[LinuxBIOS] Recommendations on Fully Free Workstation hardware

Corey Osgood corey_osgood at verizon.net
Mon Nov 27 04:25:14 CET 2006


Ward Vandewege wrote:
> On Sun, Nov 26, 2006 at 11:05:27PM +0100, Segher Boessenkool wrote:
>   
>> So, did you get a (small) update from the vendor, or did you
>> pull off the semi-impossible task of rewriting the thing from
>> scratch :-)
>>     
>
> Sure, we got the vendor patch. But I'm glad we were not the *first* people to
> run into this problem. It would have taken days or weeks for the vendor to do
> something, I'm sure.
>   
True, vendors might take a little time to make a patch, but in the long
run, who would have done a better job of it? The guys who've read the
docs, and are rushing to make something work, or the guys who built the
drives themselves, and make full-time jobs of doing it? Besides, if
you'd just set up these hard drives, you must've been working without
them in the past, so I can't imagine that another couple weeks would
have resulted in a catastrophe.

>> This doesn't solve a _problem_.  Oh, and there are plenty of
>> binary patches you can find around the web that do such things.
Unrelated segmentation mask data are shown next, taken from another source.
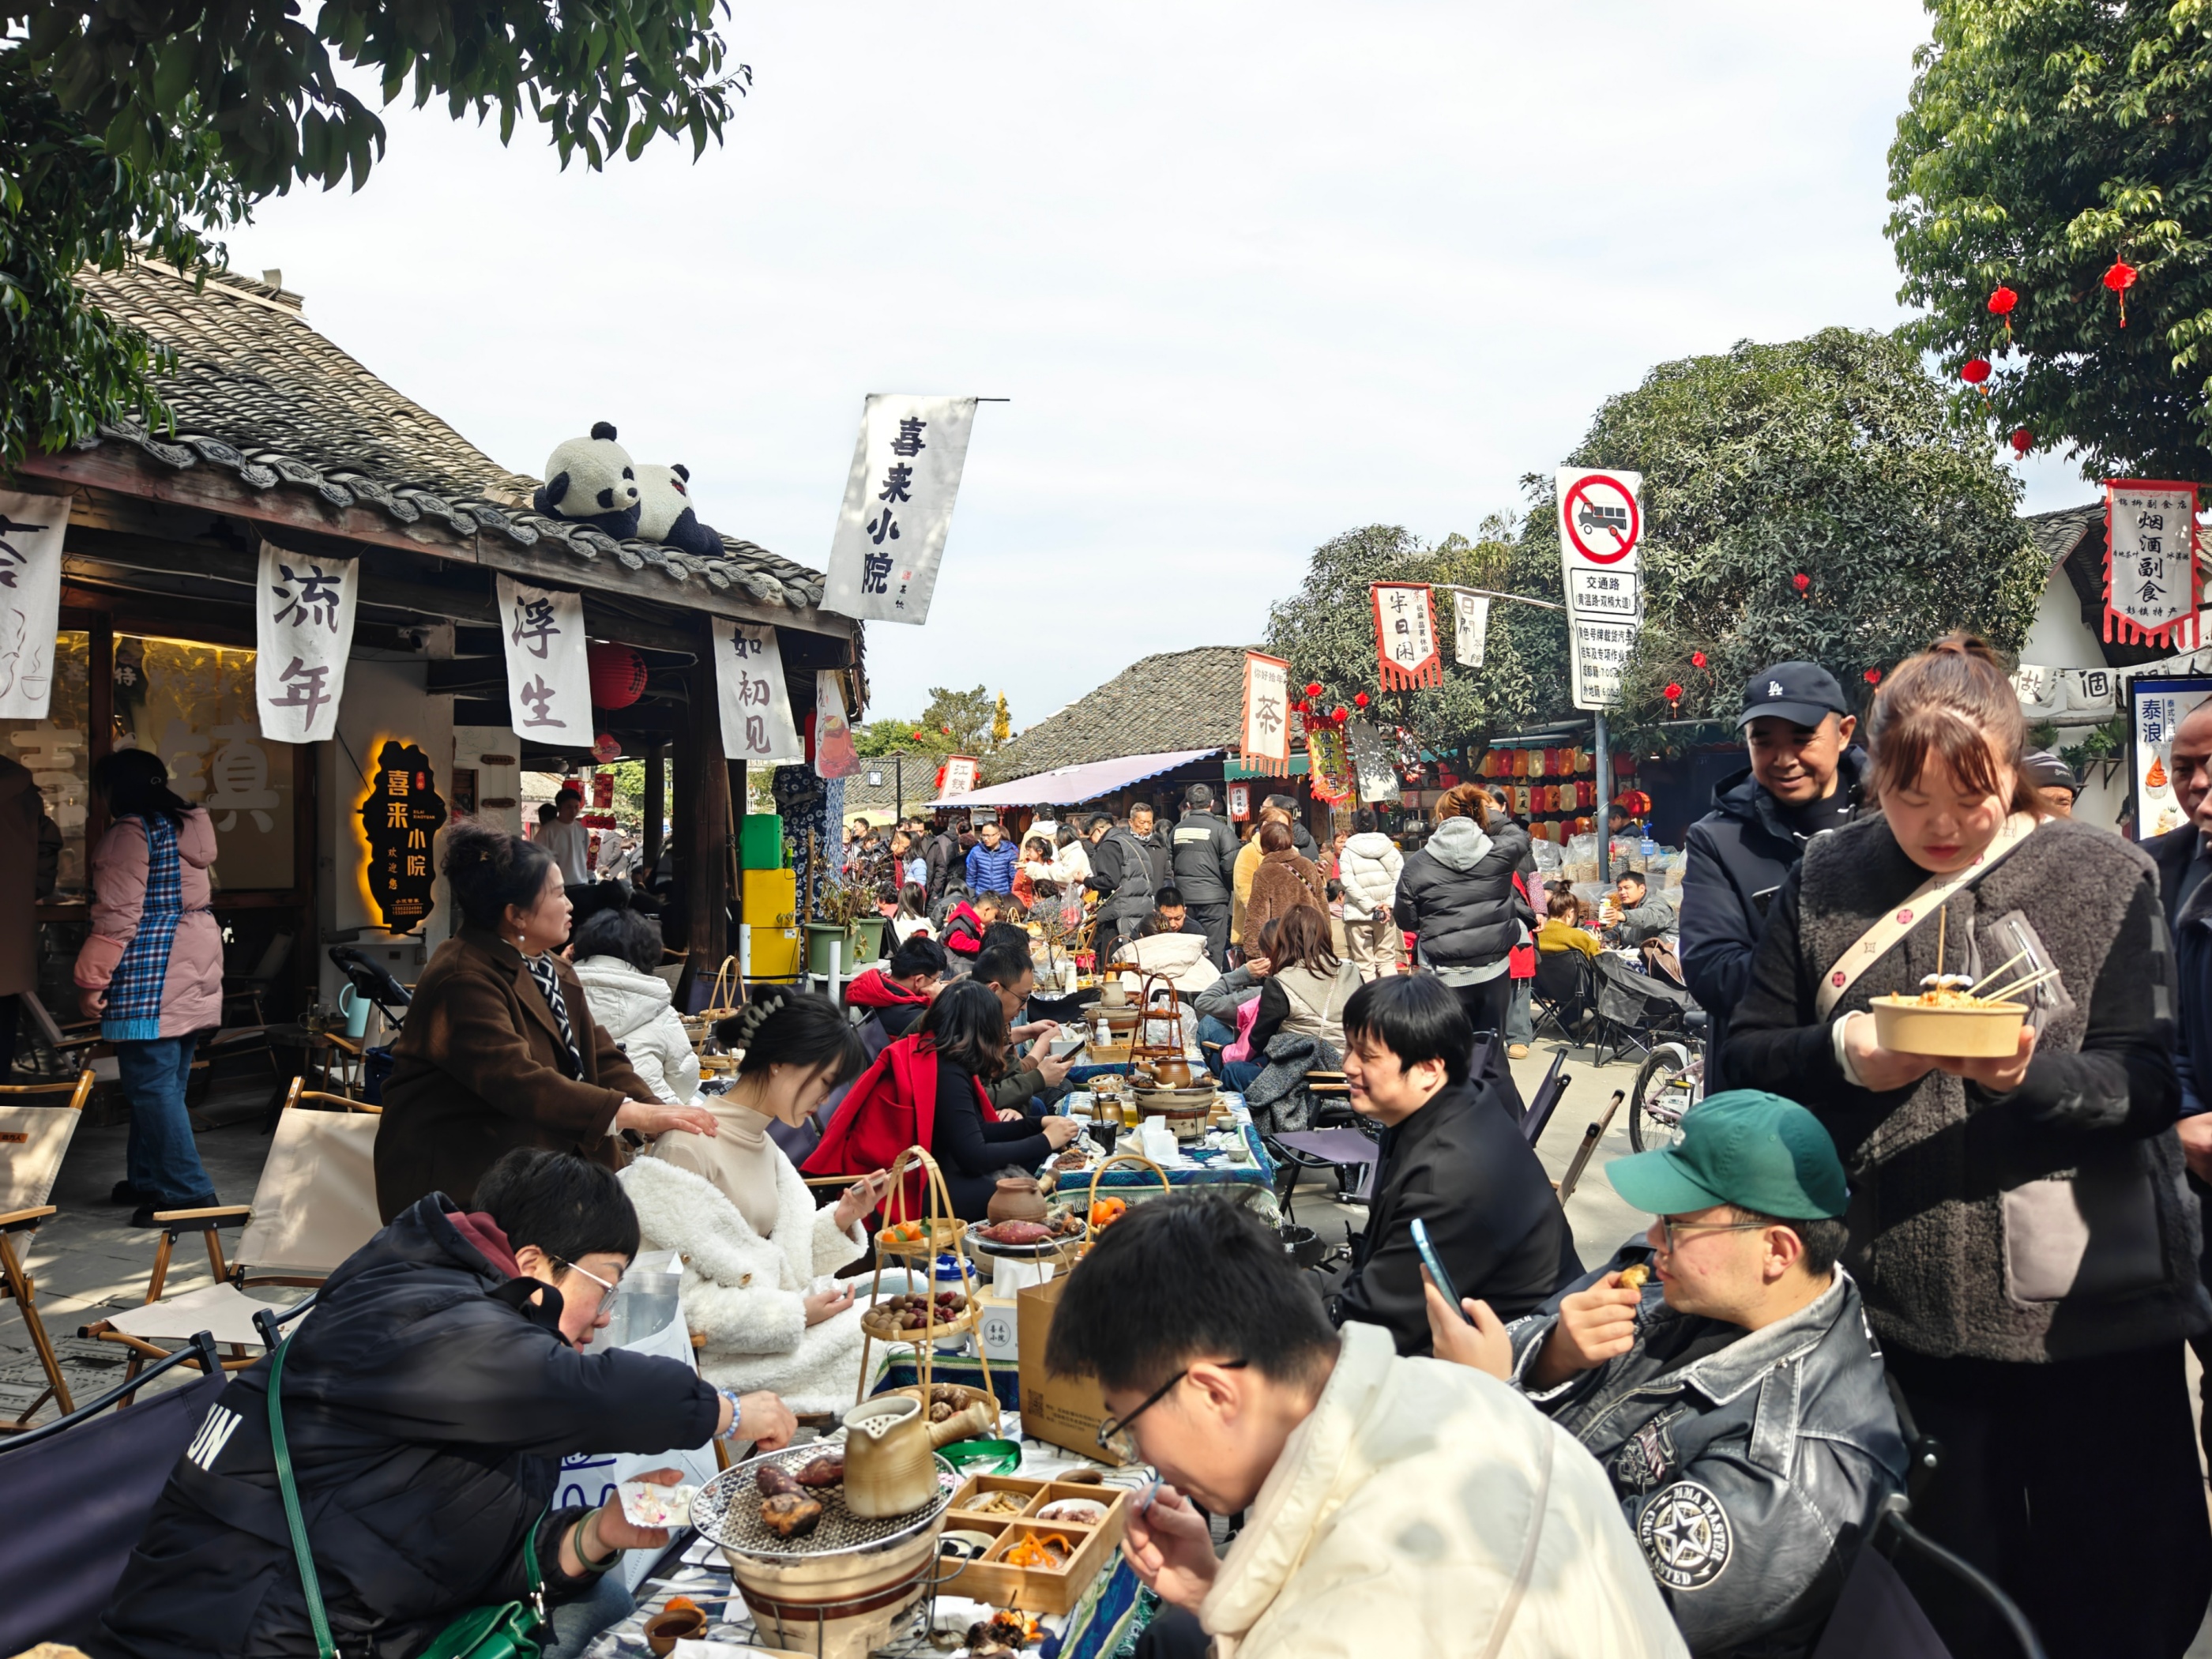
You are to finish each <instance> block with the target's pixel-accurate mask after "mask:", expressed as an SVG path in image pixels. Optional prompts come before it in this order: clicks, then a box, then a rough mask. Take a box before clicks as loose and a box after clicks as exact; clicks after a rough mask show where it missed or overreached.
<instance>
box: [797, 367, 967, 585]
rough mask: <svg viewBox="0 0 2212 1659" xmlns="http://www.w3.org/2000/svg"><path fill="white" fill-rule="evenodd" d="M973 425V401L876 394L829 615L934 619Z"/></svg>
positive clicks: (830, 570) (846, 527) (869, 400)
mask: <svg viewBox="0 0 2212 1659" xmlns="http://www.w3.org/2000/svg"><path fill="white" fill-rule="evenodd" d="M973 425H975V398H918V396H907V394H887V392H874V394H869V398H867V405H865V407H863V409H860V442H858V445H854V451H852V473H849V476H847V478H845V507H843V509H841V511H838V520H836V535H834V538H832V542H830V575H827V577H825V582H823V611H836V613H838V615H845V617H865V619H869V622H911V624H916V626H920V624H925V622H929V595H931V593H936V586H938V562H940V560H942V557H945V535H947V531H951V524H953V500H956V498H958V495H960V469H962V467H964V465H967V440H969V429H971V427H973Z"/></svg>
>> They typically void your warranty *for a good reason* though.
>>     
>
> We don't really care about that, though, right :) Installing LinuxBIOS voids
> the board vendor's warranty too, I'm sure.
>
>   
LinuxBIOS is based off usually well-documented chipsets, and the BIOS
itself is designed to be built by the vendor. Hard disks and ATAPI
drives are usually assembled and programmed by the same people, so
providing anyone outside the company with documentation on how they work
isn't necessary. Video cards and NICs might be a different story.
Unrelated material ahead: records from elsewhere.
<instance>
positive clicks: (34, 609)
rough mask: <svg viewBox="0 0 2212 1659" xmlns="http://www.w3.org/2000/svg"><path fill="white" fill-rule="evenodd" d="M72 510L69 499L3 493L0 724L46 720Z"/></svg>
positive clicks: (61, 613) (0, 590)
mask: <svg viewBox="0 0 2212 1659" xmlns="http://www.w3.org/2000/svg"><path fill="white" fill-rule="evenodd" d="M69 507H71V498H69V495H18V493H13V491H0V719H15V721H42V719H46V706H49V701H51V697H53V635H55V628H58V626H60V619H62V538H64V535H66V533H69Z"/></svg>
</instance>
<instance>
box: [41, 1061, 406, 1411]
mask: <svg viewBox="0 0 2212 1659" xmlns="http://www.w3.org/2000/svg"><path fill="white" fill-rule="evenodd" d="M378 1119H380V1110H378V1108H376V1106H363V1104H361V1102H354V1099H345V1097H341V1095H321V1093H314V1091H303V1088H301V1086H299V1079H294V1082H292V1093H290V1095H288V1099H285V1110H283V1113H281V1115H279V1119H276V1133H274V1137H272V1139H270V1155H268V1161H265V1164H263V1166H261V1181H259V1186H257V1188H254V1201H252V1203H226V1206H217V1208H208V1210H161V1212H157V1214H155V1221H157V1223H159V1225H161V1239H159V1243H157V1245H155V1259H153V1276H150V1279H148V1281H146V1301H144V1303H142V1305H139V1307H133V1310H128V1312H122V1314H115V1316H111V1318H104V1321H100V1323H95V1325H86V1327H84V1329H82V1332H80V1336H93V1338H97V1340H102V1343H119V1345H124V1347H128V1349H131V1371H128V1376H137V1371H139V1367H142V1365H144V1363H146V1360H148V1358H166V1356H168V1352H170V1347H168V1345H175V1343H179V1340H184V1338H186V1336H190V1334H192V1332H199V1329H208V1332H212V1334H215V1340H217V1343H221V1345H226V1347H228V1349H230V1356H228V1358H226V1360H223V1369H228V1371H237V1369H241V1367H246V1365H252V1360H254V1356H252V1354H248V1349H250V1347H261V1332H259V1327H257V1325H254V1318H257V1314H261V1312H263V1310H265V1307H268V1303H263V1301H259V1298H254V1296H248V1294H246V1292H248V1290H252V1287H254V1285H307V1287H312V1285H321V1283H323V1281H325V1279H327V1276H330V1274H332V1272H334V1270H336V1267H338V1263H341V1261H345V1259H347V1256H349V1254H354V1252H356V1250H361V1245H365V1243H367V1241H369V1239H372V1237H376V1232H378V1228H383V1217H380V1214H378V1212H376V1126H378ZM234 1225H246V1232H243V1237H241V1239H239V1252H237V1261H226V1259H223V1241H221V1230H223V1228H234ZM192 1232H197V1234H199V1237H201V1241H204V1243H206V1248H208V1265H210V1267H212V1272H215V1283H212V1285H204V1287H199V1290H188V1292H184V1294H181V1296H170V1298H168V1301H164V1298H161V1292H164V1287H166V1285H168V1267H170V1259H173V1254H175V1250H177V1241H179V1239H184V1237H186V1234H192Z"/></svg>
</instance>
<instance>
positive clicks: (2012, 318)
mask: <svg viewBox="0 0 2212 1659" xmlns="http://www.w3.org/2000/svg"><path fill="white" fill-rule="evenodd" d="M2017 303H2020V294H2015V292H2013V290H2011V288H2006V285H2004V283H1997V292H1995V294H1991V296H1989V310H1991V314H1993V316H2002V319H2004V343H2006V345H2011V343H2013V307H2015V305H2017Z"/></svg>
>>> And there is the whole Free as in Freedom aspect of course. I think 
>>> 'because
>>> we want Free software' is a really good reason.
>>>       
>> It would be nice to have, yes, but I think right now we have
>> much bigger problems to solve first.
>>     
>
> Sure. This whole thread is pretty hypothetical. I'm just answering your
> question, pointing out a few reasons why free firmware for devices might be a
> good idea.
>   
No offense or anything, but I don't think you really have. Aside from
the reference to the server, you haven't given much for reasons.
>>> Also, just look at those Linksys wireless routers (WRT54G). There's a 
>>> whole
>>> ecosystem out there - people are doing things with them that were 
>>> *never*
>>> anticipated by Linksys.
>>>       
>> Yes.  And none of those new things have anything to do
>> (directly) with firmware changes.
>>     
>
> Sure - my point was that opening up a black-box 'device' can lead to some
> pretty amazing innovation.
>   
A linksys wrt54g is basically an embedded computer, with a TI AR7 (MIPS)
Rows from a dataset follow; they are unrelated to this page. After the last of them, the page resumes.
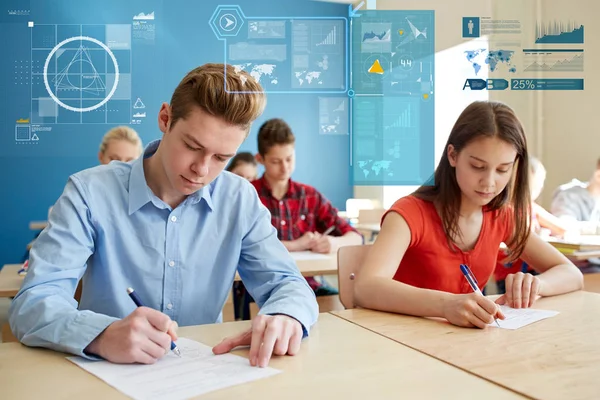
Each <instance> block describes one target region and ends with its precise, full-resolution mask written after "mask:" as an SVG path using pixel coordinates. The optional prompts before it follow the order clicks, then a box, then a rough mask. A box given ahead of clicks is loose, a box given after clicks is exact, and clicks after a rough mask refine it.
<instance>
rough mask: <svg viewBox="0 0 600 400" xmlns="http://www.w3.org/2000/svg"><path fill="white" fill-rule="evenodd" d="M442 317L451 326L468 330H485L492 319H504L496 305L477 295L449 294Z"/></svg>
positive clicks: (443, 311) (495, 303)
mask: <svg viewBox="0 0 600 400" xmlns="http://www.w3.org/2000/svg"><path fill="white" fill-rule="evenodd" d="M443 315H444V318H446V319H447V320H448V321H449V322H450V323H451V324H453V325H457V326H464V327H468V328H474V327H477V328H481V329H483V328H485V327H486V326H487V325H488V324H491V323H493V322H494V318H499V319H504V318H505V316H504V314H503V313H502V311H500V308H499V307H498V305H497V304H496V303H494V302H493V301H492V300H490V299H489V298H487V297H485V296H481V295H480V294H478V293H475V292H473V293H468V294H449V295H448V297H447V299H446V300H445V302H444V306H443Z"/></svg>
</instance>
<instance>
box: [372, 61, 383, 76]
mask: <svg viewBox="0 0 600 400" xmlns="http://www.w3.org/2000/svg"><path fill="white" fill-rule="evenodd" d="M369 73H370V74H383V68H381V64H380V63H379V60H375V62H374V63H373V65H371V68H369Z"/></svg>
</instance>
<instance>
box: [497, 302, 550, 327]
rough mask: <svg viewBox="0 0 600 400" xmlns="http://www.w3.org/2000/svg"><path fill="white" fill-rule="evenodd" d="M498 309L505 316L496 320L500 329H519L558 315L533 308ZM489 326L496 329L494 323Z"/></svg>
mask: <svg viewBox="0 0 600 400" xmlns="http://www.w3.org/2000/svg"><path fill="white" fill-rule="evenodd" d="M500 309H501V310H502V313H504V315H505V316H506V319H498V324H500V328H502V329H519V328H522V327H524V326H526V325H529V324H533V323H534V322H537V321H540V320H542V319H546V318H551V317H554V316H556V315H558V313H559V312H558V311H549V310H536V309H534V308H511V307H508V306H506V305H502V306H500ZM489 326H495V327H498V325H496V323H495V322H492V323H491V324H489Z"/></svg>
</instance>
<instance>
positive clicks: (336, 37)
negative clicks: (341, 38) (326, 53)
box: [316, 25, 337, 46]
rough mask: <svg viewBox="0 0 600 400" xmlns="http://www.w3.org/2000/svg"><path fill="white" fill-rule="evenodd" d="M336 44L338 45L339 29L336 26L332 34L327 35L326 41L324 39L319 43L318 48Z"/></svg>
mask: <svg viewBox="0 0 600 400" xmlns="http://www.w3.org/2000/svg"><path fill="white" fill-rule="evenodd" d="M335 44H337V27H336V26H335V25H334V26H333V29H332V30H331V32H329V33H328V34H327V37H325V39H323V40H322V41H321V42H318V43H317V44H316V46H327V45H335Z"/></svg>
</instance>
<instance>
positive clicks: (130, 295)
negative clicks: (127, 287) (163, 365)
mask: <svg viewBox="0 0 600 400" xmlns="http://www.w3.org/2000/svg"><path fill="white" fill-rule="evenodd" d="M127 294H129V297H131V300H133V302H134V303H135V305H136V306H138V307H143V306H144V305H143V304H142V302H141V300H140V298H139V297H138V295H137V293H136V292H135V291H134V290H133V288H127ZM171 350H172V351H173V353H175V354H177V355H178V356H179V357H181V351H179V348H178V347H177V345H176V344H175V342H174V341H172V340H171Z"/></svg>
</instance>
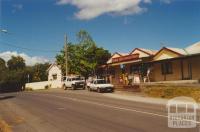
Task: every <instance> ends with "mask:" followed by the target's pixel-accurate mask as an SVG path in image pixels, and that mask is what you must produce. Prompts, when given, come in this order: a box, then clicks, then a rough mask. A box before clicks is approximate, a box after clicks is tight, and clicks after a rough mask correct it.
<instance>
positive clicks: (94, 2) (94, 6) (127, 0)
mask: <svg viewBox="0 0 200 132" xmlns="http://www.w3.org/2000/svg"><path fill="white" fill-rule="evenodd" d="M142 3H145V4H147V3H151V0H57V3H56V4H57V5H68V4H70V5H73V6H75V7H77V8H78V9H79V11H78V12H76V13H75V17H76V18H78V19H80V20H90V19H93V18H96V17H98V16H100V15H103V14H114V15H120V16H124V15H134V14H139V13H142V12H144V11H146V10H147V9H146V8H143V7H141V4H142Z"/></svg>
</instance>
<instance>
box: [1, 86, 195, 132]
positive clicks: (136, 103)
mask: <svg viewBox="0 0 200 132" xmlns="http://www.w3.org/2000/svg"><path fill="white" fill-rule="evenodd" d="M105 94H107V93H103V94H99V93H95V92H88V91H86V90H75V91H72V90H67V91H64V90H49V91H48V90H47V91H36V92H18V93H7V94H0V97H1V98H0V117H2V118H3V119H4V120H5V121H6V122H7V123H8V124H9V125H10V126H11V128H12V129H13V131H14V132H96V131H98V132H199V128H191V129H172V128H168V126H167V125H168V124H167V123H168V122H167V110H166V106H164V105H153V104H147V103H141V102H133V101H126V100H120V99H114V98H111V97H107V96H104V95H105Z"/></svg>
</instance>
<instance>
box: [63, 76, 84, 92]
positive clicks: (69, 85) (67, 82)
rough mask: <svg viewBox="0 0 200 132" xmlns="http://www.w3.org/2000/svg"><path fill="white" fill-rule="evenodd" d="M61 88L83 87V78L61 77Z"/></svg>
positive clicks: (72, 77)
mask: <svg viewBox="0 0 200 132" xmlns="http://www.w3.org/2000/svg"><path fill="white" fill-rule="evenodd" d="M63 88H64V90H66V89H68V88H71V89H72V90H75V89H77V88H82V89H85V80H84V78H82V77H80V76H72V77H71V76H69V77H65V78H64V79H63Z"/></svg>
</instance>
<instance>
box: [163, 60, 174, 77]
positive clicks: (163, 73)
mask: <svg viewBox="0 0 200 132" xmlns="http://www.w3.org/2000/svg"><path fill="white" fill-rule="evenodd" d="M161 70H162V74H172V73H173V70H172V62H163V63H162V64H161Z"/></svg>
cpu and a very specific purpose in life, it was inevitable that someone
would figure that out and create more software to run on it. A PC's
internal hardware doesn't have a dedicated CPU, and it's not designed to
run software...it just, works.
>>> Basically, having Free firmware for things like
>>> hard drives could allow some amazing innovation.
>>>       
>> ...and will lead to *lots* of bricked drives ;-)
>>     
>
> Maybe video cards or network cards would be a better example here. But, yes.
>
>   
I remember when I got my first new video card, a Radeon 9500 (to replace
my Voodoo 5). There was a whole fiasco about how you could simply flash
this card with a 9700's bios and open up the 4 pipelines that were
locked by the manufacturer for 8 total, like the 9700. OTOH, in many
cases, those 4 pipelines were locked for a good reason: at least
one of the pipelines was no good. Now, in some cases (roughly 50% when I
got mine) people lucked out and got a 9700 Pro for a 9500's price. Had
the BIOS been open source though, it would have made the lock mechanism
much easier to spot, and so ATI would have found another way to lock the
pipelines, like the design change in later models. So, no free beer, for
anyone.
>> I'm not convinced you can really; esp. not legally.  But yeah,
>> that "geek factor" would make me want to do it, sure -- except
>> I see a HDD as 100% a black box with no internals that I care
>> about (or want to care about).  I also don't feel like reprogramming
>> the ucode on CPUs, or even the ucode on a flash chip's internal
>> controller, etc.
>>     
>
> But your network interface? Video card?
>
> Thanks,
> Ward.
>
>   
I agree with Segher. LinuxBIOS offers much faster boot times and greater
flexability than a propriety BIOS. I can't imagine getting nearly the
same gain from a hard drive, cdrom, or even NIC. Yes, I might be able to
make my cd burner run at 32x instead of 24x...whoop-de-doo. Heck, maybe
I could even make my 10/100NIC work at 1000MBit, I'm sure that would
make my 3MBit DSL so much faster. And all these menial little
improvements for creating firmware for something that is designed and
programmed internally, so public docs are all but nonexistant.